At the time, we did not understand basic things such as whether or not it was possible to PAC-learn with an active algorithm without making strong assumptions about the noise rate. In other words, the fundamental question was “can we do it?”
The nature of the question has fundamentally changed in my mind. The answer is to the previous question is “yes”, both information theoretically and computationally, most places where supervised learning could be applied.
In many situation, the question has now changed to: “is it worth it?” Is the programming and computational overhead low enough to make the label cost savings of active learning worthwhile? Currently, there are situations where this question could go either way. Much of the challenge for the future is in figuring out how to make active learning easier or more worthwhile.
At the active learning tutorial, I stated a set of somewhat more precise research questions that I don’t yet have answer to, and which I believe are worth answering. Here is a bit of an expansion on those questions for those interested.

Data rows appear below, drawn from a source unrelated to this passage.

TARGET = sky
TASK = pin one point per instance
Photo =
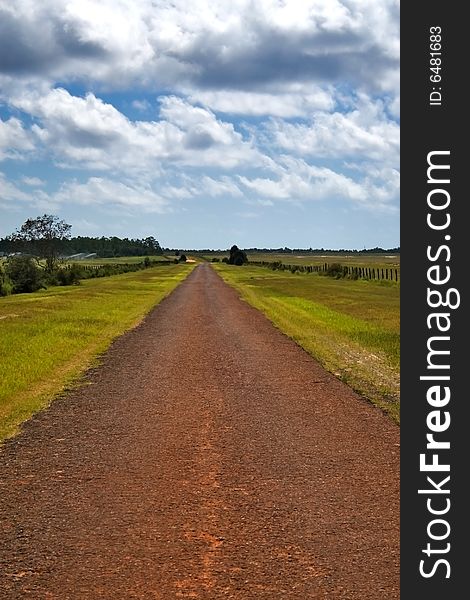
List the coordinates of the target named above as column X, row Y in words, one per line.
column 261, row 123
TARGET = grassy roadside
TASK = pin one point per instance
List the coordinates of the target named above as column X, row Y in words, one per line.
column 47, row 339
column 351, row 327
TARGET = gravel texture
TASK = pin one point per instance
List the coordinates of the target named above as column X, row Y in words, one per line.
column 207, row 457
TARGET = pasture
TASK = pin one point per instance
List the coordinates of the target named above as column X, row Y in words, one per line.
column 351, row 327
column 48, row 338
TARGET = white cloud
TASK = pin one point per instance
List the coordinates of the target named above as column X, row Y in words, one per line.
column 33, row 181
column 14, row 139
column 283, row 104
column 365, row 133
column 299, row 181
column 98, row 191
column 9, row 193
column 91, row 133
column 212, row 44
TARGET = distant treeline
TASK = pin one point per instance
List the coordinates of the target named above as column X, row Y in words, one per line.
column 286, row 250
column 104, row 247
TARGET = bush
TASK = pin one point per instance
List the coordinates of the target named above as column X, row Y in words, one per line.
column 237, row 257
column 6, row 287
column 70, row 275
column 24, row 274
column 336, row 270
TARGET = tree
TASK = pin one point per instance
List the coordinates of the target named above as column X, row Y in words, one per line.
column 151, row 245
column 43, row 238
column 24, row 274
column 237, row 257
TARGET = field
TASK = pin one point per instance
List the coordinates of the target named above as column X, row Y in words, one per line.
column 351, row 327
column 355, row 259
column 48, row 338
column 121, row 260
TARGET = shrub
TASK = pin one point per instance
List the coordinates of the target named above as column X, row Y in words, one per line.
column 237, row 257
column 70, row 276
column 24, row 274
column 336, row 270
column 6, row 287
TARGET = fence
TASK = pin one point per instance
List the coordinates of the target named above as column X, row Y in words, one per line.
column 336, row 270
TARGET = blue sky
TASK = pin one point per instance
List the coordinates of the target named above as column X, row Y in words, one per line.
column 258, row 122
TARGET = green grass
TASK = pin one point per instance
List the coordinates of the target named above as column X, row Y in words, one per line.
column 352, row 259
column 121, row 260
column 351, row 327
column 47, row 339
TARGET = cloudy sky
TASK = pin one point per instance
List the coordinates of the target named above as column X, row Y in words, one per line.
column 206, row 123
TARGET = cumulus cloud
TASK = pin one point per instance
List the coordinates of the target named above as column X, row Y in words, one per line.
column 365, row 133
column 89, row 132
column 295, row 103
column 211, row 44
column 33, row 181
column 15, row 140
column 297, row 180
column 110, row 193
column 265, row 102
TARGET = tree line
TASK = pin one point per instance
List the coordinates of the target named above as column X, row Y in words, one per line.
column 47, row 236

- Is active learning possible in a fully adversarial setting? By fully adversarial, I mean when an adversary controls all the algorithms observations. Some work by Claudio and Nicolo has moved in this direction, but there is not yet a solid answer.
- Is there an efficient and effective reduction of active learning to supervised learning? The bootstrap IWAL approach is efficient but not effective in some situations where other approaches can succeed. The algorithm here is a reduction to a special kind of supervised learning where you can specify both examples and constraints. For many supervised learning algorithms, adding constraints seems problematic.
- Can active learning succeed with alternate labeling oracles? The ones I see people trying to use in practice often differ because they can provide answers of varying specificity and cost, or because some oracles are good for some questions, but not good for others.
- At this point, there have been several successful applications of active learning, but that’s not the same thing as succeeding with more robust algorithms. Can we succeed empirically with more robust algorithms? And is the empirical cost of additional robustness worth the empirical peace-of-mind that your learning algorithm won’t go astray where other more aggressive approaches may do so?